Confidence Intervals¶

In statistical inference, a point estimate like the sample mean provides a single best guess for a parameter, but it says nothing about the uncertainty of that guess. A confidence interval gives a range of plausible values, and the .interval() method on scipy.stats distributions computes the equal-tails interval directly from the quantile function. This page explains the mathematical basis and demonstrates the method across several distributions.

Equal-Tails Interval¶

For a continuous random variable \(X\) with CDF \(F\) and quantile function \(F^{-1}\), the equal-tails interval at confidence level \(\alpha\) is the pair \((a, b)\) satisfying:

\[ P(a < X < b) = \alpha \]

with equal probability in each tail:

\[ P(X < a) = \frac{1 - \alpha}{2}, \qquad P(X > b) = \frac{1 - \alpha}{2} \]

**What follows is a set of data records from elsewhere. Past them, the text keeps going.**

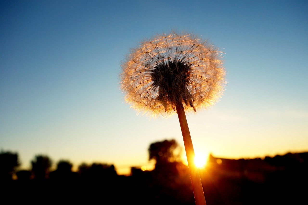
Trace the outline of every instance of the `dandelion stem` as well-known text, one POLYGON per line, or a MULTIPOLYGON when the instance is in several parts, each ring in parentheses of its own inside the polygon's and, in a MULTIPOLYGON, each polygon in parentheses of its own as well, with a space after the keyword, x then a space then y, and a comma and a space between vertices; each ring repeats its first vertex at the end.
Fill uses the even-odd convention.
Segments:
POLYGON ((195 196, 196 204, 196 205, 206 205, 206 203, 204 197, 204 193, 199 174, 199 171, 194 163, 195 151, 183 103, 180 102, 178 102, 176 103, 176 107, 182 131, 182 134, 183 136, 184 145, 188 162, 190 180, 192 185, 192 190, 195 196))

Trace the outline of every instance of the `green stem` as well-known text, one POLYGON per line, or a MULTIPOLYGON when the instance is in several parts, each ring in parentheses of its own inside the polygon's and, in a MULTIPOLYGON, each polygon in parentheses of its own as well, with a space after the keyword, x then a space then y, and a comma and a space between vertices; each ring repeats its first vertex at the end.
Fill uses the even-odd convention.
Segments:
POLYGON ((176 105, 176 112, 181 126, 182 134, 184 140, 186 156, 188 162, 188 167, 190 175, 190 180, 192 185, 192 190, 196 205, 206 205, 204 193, 199 174, 199 171, 194 163, 195 151, 194 151, 188 124, 184 111, 183 104, 178 102, 176 105))

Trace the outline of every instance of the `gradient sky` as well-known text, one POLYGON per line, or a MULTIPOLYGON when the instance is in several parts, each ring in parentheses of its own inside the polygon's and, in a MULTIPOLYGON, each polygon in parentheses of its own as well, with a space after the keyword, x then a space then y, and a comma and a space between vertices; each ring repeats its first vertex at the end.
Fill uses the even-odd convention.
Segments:
POLYGON ((187 116, 195 151, 251 158, 308 151, 308 2, 0 2, 0 149, 22 167, 36 155, 148 165, 177 116, 136 116, 120 89, 129 48, 172 29, 225 53, 228 86, 187 116))

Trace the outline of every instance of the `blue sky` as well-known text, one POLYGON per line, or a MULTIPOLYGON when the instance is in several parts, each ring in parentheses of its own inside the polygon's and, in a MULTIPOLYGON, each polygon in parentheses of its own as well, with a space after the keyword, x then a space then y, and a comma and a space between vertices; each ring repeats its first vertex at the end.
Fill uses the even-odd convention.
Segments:
POLYGON ((23 167, 35 155, 147 165, 176 139, 176 116, 136 116, 120 89, 130 48, 171 29, 225 53, 220 101, 188 116, 196 151, 262 157, 308 150, 306 1, 1 1, 0 149, 23 167))

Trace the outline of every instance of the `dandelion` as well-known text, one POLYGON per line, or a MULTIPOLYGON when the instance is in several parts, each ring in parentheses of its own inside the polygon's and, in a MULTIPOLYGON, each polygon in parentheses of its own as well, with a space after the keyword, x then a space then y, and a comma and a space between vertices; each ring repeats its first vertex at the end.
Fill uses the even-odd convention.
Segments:
POLYGON ((221 54, 207 41, 172 31, 132 49, 122 65, 121 88, 131 107, 151 117, 177 114, 197 204, 206 203, 184 111, 206 108, 221 96, 221 54))

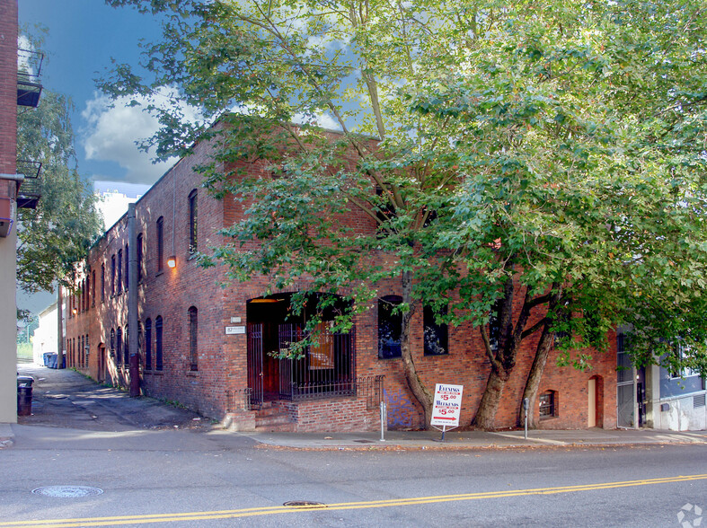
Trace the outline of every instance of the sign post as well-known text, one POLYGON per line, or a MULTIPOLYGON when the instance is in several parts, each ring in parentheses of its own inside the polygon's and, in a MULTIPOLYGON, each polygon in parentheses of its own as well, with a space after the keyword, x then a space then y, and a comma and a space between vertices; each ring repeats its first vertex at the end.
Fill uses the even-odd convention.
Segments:
POLYGON ((437 383, 435 385, 435 401, 432 406, 432 419, 429 425, 437 430, 442 427, 442 438, 445 441, 445 432, 448 428, 459 427, 459 415, 462 411, 462 393, 464 385, 449 385, 437 383))

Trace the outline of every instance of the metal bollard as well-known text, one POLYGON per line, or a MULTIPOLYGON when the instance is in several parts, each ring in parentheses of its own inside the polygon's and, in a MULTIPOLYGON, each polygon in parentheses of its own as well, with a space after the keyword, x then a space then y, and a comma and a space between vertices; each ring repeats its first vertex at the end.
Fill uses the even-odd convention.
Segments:
POLYGON ((524 398, 523 409, 526 411, 526 440, 528 439, 528 407, 530 407, 530 400, 524 398))
POLYGON ((381 442, 385 442, 385 422, 387 422, 386 418, 386 409, 385 409, 385 402, 381 401, 381 442))

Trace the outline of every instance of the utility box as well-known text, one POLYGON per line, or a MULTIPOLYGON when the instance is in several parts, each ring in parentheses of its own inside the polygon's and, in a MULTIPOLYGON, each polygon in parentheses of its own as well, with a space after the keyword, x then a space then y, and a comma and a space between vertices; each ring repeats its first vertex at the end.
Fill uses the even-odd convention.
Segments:
POLYGON ((17 416, 30 416, 32 413, 31 376, 17 376, 17 416))

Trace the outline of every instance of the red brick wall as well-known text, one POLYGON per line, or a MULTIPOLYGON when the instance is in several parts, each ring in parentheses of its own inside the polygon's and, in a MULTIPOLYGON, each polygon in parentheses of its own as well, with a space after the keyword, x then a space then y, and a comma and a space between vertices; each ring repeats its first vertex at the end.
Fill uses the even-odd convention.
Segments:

The endpoints are therefore:

\[ a = F^{-1}\!\left(\frac{1 - \alpha}{2}\right), \qquad b = F^{-1}\!\left(\frac{1 + \alpha}{2}\right) \]

This is the interval that .interval() returns.

The .interval() Method¶

Every scipy.stats continuous distribution provides .interval(confidence, *args, **kwds):

import scipy.stats as stats

# 95% interval for the standard normal
a, b = stats.norm.interval(0.95, loc=0, scale=1)
print(f"[{a:.4f}, {b:.4f}]")
# [-1.9600, 1.9600]

The method accepts the same shape, loc, and scale parameters as other distribution methods. The return value is a tuple (a, b).

Example: Normal Distribution¶

For a normal distribution with mean \(\mu\) and standard deviation \(\sigma\), the 95% interval spans approximately \(\mu \pm 1.96\sigma\):

mu, sigma = 100, 15
a, b = stats.norm.interval(0.95, loc=mu, scale=sigma)
print(f"95% interval: [{a:.2f}, {b:.2f}]")
# 95% interval: [70.60, 129.40]

Example: Student's t-Distribution¶

The \(t\)-distribution has heavier tails than the normal, so its intervals are wider for the same confidence level. This is the distribution used when constructing confidence intervals for the mean with unknown population variance:

df = 10
a, b = stats.t.interval(0.95, df=df, loc=0, scale=1)
print(f"95% t-interval (df={df}): [{a:.4f}, {b:.4f}]")
# Wider than [-1.96, 1.96]

As \(\text{df} \to \infty\), the \(t\)-interval converges to the normal interval.

Example: Chi-Square Distribution¶

The chi-square distribution is not symmetric, so the equal-tails interval is not centered at the mean:

df = 10
a, b = stats.chi2.interval(0.95, df=df)
print(f"95% chi2-interval (df={df}): [{a:.4f}, {b:.4f}]")

This asymmetry is visible in the unequal distances from \(a\) and \(b\) to the distribution's mean \(\text{df} = 10\).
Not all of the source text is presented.